A Pedestrian Excursion Through Several Parts of England and Wales

John Thelwall’s account of his rambles
Between the years of the naval mutinies
of 1797 and the 1801 Peace of Amiens:

‘The cottages in general, are small, wretched and dirty. Some of them are built of brick, others are plastered and may exhibit nothing but miserable mud walls, equally naked without and within. They are wretchedly and scantily furnished; and few have even the advantage of a bit of garden. To complete the catalogue of misery, there is a workhouse in the parish, in which a number of deserted infants are consigned to captivity and incessant application…’

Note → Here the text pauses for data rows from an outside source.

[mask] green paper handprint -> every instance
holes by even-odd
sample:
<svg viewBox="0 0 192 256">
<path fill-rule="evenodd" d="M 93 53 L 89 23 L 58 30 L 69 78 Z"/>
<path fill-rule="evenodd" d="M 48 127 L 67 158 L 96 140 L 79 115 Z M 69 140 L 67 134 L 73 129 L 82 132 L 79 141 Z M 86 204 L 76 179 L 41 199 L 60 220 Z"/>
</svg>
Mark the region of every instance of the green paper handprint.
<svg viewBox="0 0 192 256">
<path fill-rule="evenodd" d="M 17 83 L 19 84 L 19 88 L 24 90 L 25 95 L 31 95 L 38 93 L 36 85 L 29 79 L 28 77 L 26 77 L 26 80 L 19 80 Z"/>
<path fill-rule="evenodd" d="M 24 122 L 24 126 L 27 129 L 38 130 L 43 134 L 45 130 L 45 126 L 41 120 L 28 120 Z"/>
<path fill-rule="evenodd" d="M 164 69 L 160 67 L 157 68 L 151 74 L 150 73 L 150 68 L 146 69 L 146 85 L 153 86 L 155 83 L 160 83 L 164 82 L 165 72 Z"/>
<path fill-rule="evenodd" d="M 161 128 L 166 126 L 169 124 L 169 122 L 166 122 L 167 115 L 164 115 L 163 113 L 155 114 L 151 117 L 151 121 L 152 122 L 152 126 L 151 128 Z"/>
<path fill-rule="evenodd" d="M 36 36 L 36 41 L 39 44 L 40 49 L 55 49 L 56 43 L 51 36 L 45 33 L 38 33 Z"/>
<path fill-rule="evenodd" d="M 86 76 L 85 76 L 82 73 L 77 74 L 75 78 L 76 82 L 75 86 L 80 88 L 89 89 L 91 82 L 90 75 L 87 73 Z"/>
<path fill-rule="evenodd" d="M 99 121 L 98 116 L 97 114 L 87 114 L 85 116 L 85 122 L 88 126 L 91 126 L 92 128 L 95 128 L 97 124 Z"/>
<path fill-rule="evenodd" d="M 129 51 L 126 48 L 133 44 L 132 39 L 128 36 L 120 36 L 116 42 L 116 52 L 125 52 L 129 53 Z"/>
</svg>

And even though Citizen John was being pursued,
Followed and shadowed by spies,
With consequent anxiety,
Thelwall could still write that …

‘The vivacity of conversation made the miles pass unheeded under our feet. We canvassed various subjects of literature and criticism, the state of morals and the existing institutions of society. We lamented the condition of our fellow-beings, and formed Utopian plans of retirement and colonisations. On one subject, and only one, we essentially differed – America. I cannot look towards that country with all the sanguine expectations so frequently cherished. I think I discover in it much of the old leaven. Its avidity for commercial aggrandisement augurs but ill even for the present generation; and I tremble at the consequences which the enormous appropriation of land may entail upon posterity.’